Gershon Dublon & Xin Liu (slow immediate) | The Wandering Mind

slow immediate is the creative studio of Gershon Dublon and Xin Liu. To them, immediacy to the self and to environment is pivotal to being human on our shared planet. As artists and electrical/mechanical engineers, their practices range from performances, sculptures, and films to technological systems and academic papers. slow immediate is a member of the New Museum’s ONX Studio, and were the inaugural winners of the European ARTificial Intelligence Lab residency initiated by Ars Electronica. Their VR film, Living Distance, explores an individual’s place in the cosmos, and premiered at the Sundance Film Festival (2020). Gershon and Xin are currently visiting research scientists at De Vinci Innovation Center in Paris, developing AI methods and systems for their project, the Wandering Mind.

Annie Lewandowski | SIREN

Annie Lewandowski is a composer, performer, and senior lecturer in the Department of Music at Cornell University. In 2017, she began studying humpback whale song with pioneering bioacoustician, Katy Payne. Lewandowski’s 2018 composition, “Cetus: Life After Life,” fur humpback whale song and chimes, explores the evolution of Hawaiian humpback song from 1977-1981. She has been awarded grants from the Atkinson Center for Sustainability for her research exploring the creative minds of humpback whales, and collaborated with Google Creative Lab to create the broadly adopted public web tool Pattern Radio: Whale Song for teaching AI to recognize patterns in humpback whale song. She has released ten recordings with her band Powerdove, and has presented her work at festivals and venues across the United States and Europe, including the Casa da Musica (Porto, Portugal), the Hippodrome (London), the Frieze Arts Fair (London), and REDCAT (Los Angeles). She is a 2014 Civitella Ranieri Foundation Fellow.

Kyle McDonald | SIREN

Kyle McDonald is an artist working with code. He crafts interactive installations, sneaky interventions, playful websites, workshops, and toolkits for other artists working with code. Exploring possibilities of new technologies: to understand how they affect society, to misuse them, and build alternative futures; aiming to share a laugh, spark curiosity, create confusion, and share spaces with magical vibes. Working with machine learning, computer vision, social and surveillance tech spanning commercial and arts spaces. Previously adjunct professor at NYU’s ITP, member of F.A.T. Lab, community manager for open Frameworks, and artist in residence at STUDIO for Creative Inquiry at CMU, and YCAM in Japan. Work commissioned and shown around the world, including: the V&A, NTT ICC, Ars Electronica, Sonar, Today’s Art, and Eyebeam.

NUUM | Doppelgänger

NUUM is a collective of multidisciplinary artists committed to bringing multiple forms together into a total work of art. They work across a broad range of forms including movement, sound, text, visual art and codified rules of interaction.

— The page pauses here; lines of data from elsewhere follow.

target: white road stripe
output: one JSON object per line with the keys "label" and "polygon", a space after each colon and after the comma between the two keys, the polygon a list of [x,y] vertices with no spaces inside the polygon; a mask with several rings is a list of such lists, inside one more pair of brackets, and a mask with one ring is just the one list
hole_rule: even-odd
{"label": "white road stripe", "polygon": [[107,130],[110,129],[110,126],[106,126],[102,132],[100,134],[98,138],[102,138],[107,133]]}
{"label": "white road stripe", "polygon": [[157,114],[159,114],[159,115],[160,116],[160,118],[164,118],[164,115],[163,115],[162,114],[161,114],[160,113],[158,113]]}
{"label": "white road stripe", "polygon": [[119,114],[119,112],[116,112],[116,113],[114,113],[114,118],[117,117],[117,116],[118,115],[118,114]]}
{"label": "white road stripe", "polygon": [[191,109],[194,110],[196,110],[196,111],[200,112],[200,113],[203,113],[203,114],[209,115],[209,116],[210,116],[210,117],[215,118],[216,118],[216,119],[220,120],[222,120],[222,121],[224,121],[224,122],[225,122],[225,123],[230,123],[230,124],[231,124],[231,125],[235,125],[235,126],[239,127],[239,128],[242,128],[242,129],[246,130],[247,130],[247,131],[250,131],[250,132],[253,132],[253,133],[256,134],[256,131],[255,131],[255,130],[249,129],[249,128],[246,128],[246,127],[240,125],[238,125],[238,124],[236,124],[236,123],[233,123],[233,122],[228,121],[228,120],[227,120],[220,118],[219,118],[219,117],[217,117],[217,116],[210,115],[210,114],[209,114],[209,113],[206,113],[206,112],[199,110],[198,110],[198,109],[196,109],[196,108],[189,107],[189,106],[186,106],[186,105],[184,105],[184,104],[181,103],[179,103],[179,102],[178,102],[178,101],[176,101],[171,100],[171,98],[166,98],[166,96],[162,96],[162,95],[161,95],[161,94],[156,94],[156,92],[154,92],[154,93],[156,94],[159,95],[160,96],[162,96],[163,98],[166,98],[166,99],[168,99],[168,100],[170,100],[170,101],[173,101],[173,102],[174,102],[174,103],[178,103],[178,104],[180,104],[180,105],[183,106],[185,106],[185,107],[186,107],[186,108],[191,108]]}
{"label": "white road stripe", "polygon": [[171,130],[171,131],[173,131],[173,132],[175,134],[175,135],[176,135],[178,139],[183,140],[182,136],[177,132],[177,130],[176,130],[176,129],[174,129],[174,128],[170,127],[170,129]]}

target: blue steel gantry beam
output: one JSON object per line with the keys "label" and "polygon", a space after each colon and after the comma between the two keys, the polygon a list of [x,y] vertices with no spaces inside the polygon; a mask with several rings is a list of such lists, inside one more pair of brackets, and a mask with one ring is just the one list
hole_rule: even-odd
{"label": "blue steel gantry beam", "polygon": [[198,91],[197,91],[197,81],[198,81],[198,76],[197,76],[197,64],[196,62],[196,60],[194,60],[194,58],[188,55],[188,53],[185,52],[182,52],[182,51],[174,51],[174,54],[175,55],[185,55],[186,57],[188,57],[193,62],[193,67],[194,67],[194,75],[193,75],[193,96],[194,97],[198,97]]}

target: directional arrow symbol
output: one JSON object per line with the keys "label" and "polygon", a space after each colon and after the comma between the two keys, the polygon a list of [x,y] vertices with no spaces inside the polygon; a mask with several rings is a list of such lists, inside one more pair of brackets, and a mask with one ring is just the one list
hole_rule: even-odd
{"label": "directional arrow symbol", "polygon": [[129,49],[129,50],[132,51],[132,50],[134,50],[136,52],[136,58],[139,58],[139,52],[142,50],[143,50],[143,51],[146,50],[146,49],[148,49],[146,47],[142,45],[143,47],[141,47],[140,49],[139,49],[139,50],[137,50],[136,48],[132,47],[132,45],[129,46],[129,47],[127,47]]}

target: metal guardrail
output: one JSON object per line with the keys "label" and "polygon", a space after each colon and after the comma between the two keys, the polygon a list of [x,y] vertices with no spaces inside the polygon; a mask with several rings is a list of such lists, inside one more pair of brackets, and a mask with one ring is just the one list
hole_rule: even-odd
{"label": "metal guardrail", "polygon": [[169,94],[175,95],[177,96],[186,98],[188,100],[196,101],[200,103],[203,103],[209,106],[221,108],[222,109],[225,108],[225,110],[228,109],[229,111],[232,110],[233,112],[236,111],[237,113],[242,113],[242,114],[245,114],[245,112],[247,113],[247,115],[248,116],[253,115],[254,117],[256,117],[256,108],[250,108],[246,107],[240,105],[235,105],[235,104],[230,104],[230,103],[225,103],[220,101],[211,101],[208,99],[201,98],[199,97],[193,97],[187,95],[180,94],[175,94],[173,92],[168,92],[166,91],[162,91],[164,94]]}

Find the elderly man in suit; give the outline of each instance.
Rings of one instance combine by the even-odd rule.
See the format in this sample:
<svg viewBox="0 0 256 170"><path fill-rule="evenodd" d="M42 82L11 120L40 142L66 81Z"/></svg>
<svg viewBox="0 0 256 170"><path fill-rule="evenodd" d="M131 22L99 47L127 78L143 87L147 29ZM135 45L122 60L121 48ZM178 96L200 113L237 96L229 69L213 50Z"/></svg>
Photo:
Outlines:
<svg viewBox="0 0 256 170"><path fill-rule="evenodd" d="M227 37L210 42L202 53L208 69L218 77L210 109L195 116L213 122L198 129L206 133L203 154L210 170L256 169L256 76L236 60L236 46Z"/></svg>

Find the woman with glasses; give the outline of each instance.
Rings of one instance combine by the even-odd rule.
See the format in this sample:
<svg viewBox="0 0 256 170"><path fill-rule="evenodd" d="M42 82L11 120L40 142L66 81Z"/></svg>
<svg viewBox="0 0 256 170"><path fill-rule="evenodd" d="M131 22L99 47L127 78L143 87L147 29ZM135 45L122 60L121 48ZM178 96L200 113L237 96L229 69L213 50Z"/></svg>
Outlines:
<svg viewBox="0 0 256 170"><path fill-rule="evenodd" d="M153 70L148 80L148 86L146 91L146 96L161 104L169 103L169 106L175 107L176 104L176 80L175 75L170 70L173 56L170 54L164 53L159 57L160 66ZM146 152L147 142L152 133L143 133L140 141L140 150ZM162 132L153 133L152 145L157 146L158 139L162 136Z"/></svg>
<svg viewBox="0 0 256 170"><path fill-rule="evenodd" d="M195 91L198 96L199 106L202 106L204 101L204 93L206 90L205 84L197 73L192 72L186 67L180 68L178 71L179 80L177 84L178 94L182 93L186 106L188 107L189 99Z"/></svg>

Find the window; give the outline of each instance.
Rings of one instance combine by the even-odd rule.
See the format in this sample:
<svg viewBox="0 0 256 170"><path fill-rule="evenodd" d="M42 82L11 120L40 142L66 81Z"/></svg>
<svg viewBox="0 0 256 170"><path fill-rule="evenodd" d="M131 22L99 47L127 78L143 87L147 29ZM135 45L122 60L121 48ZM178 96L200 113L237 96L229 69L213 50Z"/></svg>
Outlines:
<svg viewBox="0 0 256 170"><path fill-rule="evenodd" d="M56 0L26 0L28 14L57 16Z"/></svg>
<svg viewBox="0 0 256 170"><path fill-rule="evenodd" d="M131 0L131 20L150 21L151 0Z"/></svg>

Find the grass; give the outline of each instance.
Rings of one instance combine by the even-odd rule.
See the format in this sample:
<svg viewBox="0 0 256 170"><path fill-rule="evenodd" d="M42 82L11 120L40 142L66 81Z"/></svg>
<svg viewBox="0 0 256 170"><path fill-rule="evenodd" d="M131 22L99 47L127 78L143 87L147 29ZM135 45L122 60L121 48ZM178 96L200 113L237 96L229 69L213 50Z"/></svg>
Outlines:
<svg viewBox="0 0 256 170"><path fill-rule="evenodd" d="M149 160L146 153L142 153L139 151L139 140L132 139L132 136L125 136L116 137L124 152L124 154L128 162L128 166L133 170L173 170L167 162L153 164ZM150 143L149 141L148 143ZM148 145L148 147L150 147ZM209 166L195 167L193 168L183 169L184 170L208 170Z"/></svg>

They examine each form through the lens of an adjacent one by asking some basic questions about sensing and cognition. “What do we (not) see? What’s real? What’s manufactured? What is merely after-taste? How does movement define space? How does stillness define movement? How does language subvert our senses? And how do participation and choice craft a narrative that holds the audience in a tighter embrace?”

NUUM Collective is NiNi Dongnier, Tiriree Kananuruk, Nuntinee Tansrisakul, Mimi Yin and Yuguang Zhang. Their work has been supported by Culture Hub, The Movement Lab at Barnard College, MANA Contemporary, The Center for Ballet and The Arts, The National Endowment for the Arts among others.

These projects are developed with the advisement of the following scientists and institutions DaVinci Innovation Center, ITP/IMA of NYU, Center for Coastal Studies, Gabriel Gaster, and Katy Payne.

These multidisciplinary projects will investigate how neuroscience deepens our understanding of human experiences, how AI harvests our impulses, and how both redefine what it means to be alive.